The fog that began to form over the sea at sunset moved inland as soon as it was dark, inundating the beach like a rising tide. Its long fingers slithered across the land like pale snakes, scaled walls and fences, then cascaded like a silent waterfall upon the grass before my feet. Terrified, I ran; the fog gave chase. Now moved to surging by the wind, it knocked on my door, begging to be let in. It then seeped through the door, insinuated itself into my room, and broke against the ramparts of my bed like ocean waves.
It is evening in Bangui, and the lights in every house in the village across the bay began to be lit, one by one, flickering like fireflies. The fog of the years comes unbidden, in waves no breakwater can break, in ripples that once begun cannot be stopped. The past comes, shrouded in a mist of memories so thick that anyone nursing a notion to die could just dive right into it and drown. I hear the lugubrious lowing of a foghorn; I remember my mother.

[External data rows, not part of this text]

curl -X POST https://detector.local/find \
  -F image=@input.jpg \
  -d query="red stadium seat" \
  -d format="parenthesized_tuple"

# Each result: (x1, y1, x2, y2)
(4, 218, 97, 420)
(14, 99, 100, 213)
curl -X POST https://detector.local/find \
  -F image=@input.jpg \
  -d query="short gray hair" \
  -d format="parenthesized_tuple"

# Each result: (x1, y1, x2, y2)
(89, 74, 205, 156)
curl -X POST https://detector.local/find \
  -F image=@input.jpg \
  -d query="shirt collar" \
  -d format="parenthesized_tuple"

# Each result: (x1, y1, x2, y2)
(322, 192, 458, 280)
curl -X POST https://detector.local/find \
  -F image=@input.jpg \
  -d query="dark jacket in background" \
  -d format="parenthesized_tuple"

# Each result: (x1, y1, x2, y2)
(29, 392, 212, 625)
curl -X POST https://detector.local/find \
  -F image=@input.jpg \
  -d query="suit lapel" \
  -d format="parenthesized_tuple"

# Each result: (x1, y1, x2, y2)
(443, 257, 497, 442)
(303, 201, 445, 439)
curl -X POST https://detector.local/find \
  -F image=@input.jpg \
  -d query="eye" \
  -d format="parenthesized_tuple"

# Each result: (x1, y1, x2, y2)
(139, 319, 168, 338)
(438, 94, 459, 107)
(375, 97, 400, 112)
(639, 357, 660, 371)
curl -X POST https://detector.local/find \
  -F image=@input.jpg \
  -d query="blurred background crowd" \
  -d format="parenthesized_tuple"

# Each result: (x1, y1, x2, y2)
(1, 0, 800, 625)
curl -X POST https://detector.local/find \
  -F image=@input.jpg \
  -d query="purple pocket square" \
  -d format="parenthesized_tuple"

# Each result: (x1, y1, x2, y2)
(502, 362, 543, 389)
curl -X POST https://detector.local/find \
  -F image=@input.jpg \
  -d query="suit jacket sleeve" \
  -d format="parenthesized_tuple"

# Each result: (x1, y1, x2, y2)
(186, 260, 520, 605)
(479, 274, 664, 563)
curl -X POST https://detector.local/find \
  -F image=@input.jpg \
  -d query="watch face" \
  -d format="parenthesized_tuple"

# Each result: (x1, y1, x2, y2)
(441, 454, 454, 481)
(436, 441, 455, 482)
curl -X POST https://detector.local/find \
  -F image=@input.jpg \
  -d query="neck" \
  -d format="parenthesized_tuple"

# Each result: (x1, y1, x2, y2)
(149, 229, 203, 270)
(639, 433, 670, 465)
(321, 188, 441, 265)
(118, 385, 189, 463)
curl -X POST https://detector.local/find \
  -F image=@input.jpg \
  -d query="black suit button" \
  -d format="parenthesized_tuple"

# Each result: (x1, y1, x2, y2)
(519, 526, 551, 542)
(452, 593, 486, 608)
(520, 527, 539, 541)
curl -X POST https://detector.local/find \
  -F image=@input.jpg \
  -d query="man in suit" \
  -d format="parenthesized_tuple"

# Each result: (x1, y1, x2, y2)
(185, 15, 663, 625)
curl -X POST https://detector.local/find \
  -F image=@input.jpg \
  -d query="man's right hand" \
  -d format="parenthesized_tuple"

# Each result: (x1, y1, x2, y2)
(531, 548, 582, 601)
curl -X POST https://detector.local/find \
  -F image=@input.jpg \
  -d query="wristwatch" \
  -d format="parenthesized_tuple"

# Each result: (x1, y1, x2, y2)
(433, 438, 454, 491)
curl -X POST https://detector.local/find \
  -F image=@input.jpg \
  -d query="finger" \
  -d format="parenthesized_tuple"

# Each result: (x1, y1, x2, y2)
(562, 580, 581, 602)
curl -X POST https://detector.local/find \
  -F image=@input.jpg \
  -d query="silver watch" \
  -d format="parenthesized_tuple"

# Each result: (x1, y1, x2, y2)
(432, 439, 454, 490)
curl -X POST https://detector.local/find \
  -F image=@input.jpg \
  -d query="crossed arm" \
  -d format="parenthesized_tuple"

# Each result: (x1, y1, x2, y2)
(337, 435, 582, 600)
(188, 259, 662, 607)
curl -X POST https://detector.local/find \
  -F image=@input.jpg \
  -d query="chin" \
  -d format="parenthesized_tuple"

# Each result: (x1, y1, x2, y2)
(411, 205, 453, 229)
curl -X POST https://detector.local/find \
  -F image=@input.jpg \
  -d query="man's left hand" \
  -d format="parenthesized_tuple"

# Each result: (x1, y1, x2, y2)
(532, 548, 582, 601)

When morning comes, the same string of lights will go out, one after the other, all along the shore. It must have been exactly like that for Nanay, as the lights in her mind started switching off, giving out one by one.
The long slide to the befogging of Nanay’s mind was a protracted twilight that tarried and dillydallied like a truant child for as long as it could. When it came time to go, the greater light of day — of logic and reason, of judgment and memory — gave way to the lesser light of night—of befuddlement, of groping around a room that’s brightly lit and you’re not even blind.
What must it have been like, this shuttering of the skylight of the mind? It was as if she had been contemplating her own image in a never-ending series of mirrors, as if she had lost her bearings in a labyrinth and couldn’t find her way out. Perhaps her living in America for a time may be likened to an episode in an odyssey of sorts, a journey that brought her to the Land of the Lotus-eaters, where she partook of an ensorcelled ambrosial flower which caused her to lose her memories.
But there were magic moments of grace, when, out of the blue, a sudden shaft of blinding sunlight broke through the lowering skies. One evening as I was feeding her, she looked at me intently and said: “Ammoka. Sika ni Boy nga anakko nga ay-ayatek unay!” (I know you. You are my son Boy, whom I love so much!)
I realized then that the lights of Love — that which is rumored to be stronger than death, to be more powerful than even cruel dementia — had been switched on in Nanay’s mind, tiny, varicolored harbor lights that blinked and guttered behind the shifting veils of fog and mist. Ineffable grief rose in my eyes and held, the tears seemingly undecided on what to do next, while elsewhere my heart just broke. But at last—how could I have avoided it?—my eyes overflowed with something briny which did not come from the sea, with something hot that burned like ice.
This was what it felt like for me, as I sat utterly helpless and desperate, as in a wake, watching the beautiful harbor lights die out in my mother’s mind. I was fogbound, unable to sail or navigate, unmoored but not moving. I was on dry land, yet I was drowning.
With all the faculties of my mind still intact, I simply cannot disremember that moment, when a door, by the amazing grace of God, opened wide, allowing me to hear Nanay affirm her love for me once more! She has been gone four years. I tried my best to forget her, over and over again, so assiduously I now remember her by rote.
The wonder of it all is that, even with all this fog swirling around me, I can still see Nanay, as clearly as if she were a red fish swimming in a clean, clear pool. I can still hear her luminous voice, flying over the waves like the seabirds that frequent Bangui Bay.
It is when it hurts that one learns. I am condemned to live with a clear mind, damned and doomed by the knowledge that I can never retrieve what I have lost — the one chance in all the time we were living together to tell Nanay I love her. In my younger years I was a fool, both for the things I did and did not do. This is one of those sins of omission for which I am sorry, every single day of my remaining life. Sometimes I hurt so much I can hardly bear it! And yet, what has this old fool learned?
Only this: that when I die, my first love, my mother, will be the last thing on my mind.